2
votes

i'm using the user_timeline API to access a user's tweets. i want to retrieve the earliest tweet in my initial request so i can start back-filling their tweets within the API's 3200 tweet limit. the algorithm i'm using is as follows

  • set since_id = 1, count = 200
  • loop over
    • query user_timeline
    • receive tweets
    • process tweets
    • set since_id = highest tweet id

let's say a user has 1000 tweets. following the algorithm we get:

  • since_id = 1, count = 200
  • loop over
    • query user_timeline
    • tweets 1000 to 801 will be received, sorted in that order <- problem is here
    • process tweets
    • set since_id = 1000 (highest tweet id)

but since_id is now 1000 the next time the loop is executed no tweets will be returned, meaning tweets 1 to 800 will be never be accessible.

how can we get user_timeline to return tweets in ascending order? or is there a better algorithm?

any help is appreciated! thanks!

1

1 Answers

2
votes

The max_id and since_id fields are for telling twitter where the data-set you are requesting starts or ends, and have no influence on the order in which that data-set is delivered, which for twitters timeline apis is newest to oldest.

As such the answer to

how can we get user_timeline to return tweets in ascending order?

is that you can't. The best you can do is to fetch the data newest to oldest, and sort it the other way once you have it.

Ugh, user_timeline doesn't appear to support cursoring, updated with apologies:

To do the fetching you would use a max_id based algorithm along the lines of your since_id one

set count = 200
set max_id = max_int64
set since_id = max_previously_processed_id or 0
loop until max_id <= since_id
  query user_timeline
  receive tweets
  process/cache tweets # whatever is possible.
  set max_id = lowest tweet id
process/store all tweets # e.g., sort oldest to newest.

Notes:

  1. since_id is not required for the initial back-fill requests, but is harmless (since_id = 0 means everything up to the 3200 limit) and means the algorithm could be used for catch-ups too.
  2. max_id could also be initialized to a known tweet id, to retrieve earlier tweets only.
  3. errors/exceptions/edge-cases not considered, given we're talking high- level algorithms.

Anyway, its been a few days, but hopefully still of use to you or another.

To do the fetching you could use a max_id based algorithm along the lines of your since_id one but better would be to use cursoring. The basic algorithm for that would be

set since_id = max_previously_processed_id or 0
set cursor = -1, count = 200
loop until cursor = 0 # next_cursor = 0 sent when no more data.
    query user_timeline # cursor and *since_id* amongst the parameters.
    receive tweets
    {process tweets} # may or may not be possible without them all.
    set cursor = response next_cursor
{process all tweets} # e.g., sort oldest to newest.

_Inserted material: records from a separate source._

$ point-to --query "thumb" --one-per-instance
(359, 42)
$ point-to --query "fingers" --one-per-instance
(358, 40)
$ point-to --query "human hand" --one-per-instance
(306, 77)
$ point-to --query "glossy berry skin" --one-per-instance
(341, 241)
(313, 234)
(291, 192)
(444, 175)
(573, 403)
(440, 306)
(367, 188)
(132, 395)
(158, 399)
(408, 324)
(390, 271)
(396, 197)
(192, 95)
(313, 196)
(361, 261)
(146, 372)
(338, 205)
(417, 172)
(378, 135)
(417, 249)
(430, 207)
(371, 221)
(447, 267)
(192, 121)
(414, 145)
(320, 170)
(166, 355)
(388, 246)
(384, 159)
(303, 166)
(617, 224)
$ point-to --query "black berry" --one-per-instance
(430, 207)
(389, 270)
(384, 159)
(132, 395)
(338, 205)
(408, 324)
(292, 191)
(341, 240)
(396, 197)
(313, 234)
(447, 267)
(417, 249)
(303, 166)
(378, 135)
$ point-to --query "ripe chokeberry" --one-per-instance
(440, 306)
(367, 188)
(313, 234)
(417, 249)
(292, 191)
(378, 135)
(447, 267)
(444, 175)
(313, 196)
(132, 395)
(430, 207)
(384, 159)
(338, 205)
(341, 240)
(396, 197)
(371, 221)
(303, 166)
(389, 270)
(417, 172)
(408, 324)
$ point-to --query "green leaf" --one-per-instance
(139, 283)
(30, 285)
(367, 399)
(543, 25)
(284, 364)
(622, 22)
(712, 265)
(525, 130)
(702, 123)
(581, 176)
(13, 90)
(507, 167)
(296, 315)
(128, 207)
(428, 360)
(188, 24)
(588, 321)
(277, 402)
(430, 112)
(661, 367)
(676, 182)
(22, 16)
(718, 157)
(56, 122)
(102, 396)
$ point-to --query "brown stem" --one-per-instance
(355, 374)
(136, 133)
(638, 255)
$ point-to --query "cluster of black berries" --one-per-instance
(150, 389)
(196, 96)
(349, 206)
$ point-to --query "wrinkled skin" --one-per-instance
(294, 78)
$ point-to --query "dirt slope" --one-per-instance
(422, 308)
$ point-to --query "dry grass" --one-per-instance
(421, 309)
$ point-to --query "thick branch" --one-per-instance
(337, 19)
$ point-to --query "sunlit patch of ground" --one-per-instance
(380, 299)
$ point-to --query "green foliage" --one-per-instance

Notes: 1. since_id is not required for the initial back-fill requests, but is harmless (since_id = 0 means everything up to the 3200 limit) and means the algorithm could be used for catch-ups too. 2. cf. 1, max_id (not included) can be used fairly analogously for restarting if the session resets for some reason and you loose track of a usable next_cursor value. 3. errors/exceptions/edge-cases not considered, given we're talking high- level algorithms.

Anyway, its been a few days, but hopefully still of use to you or another.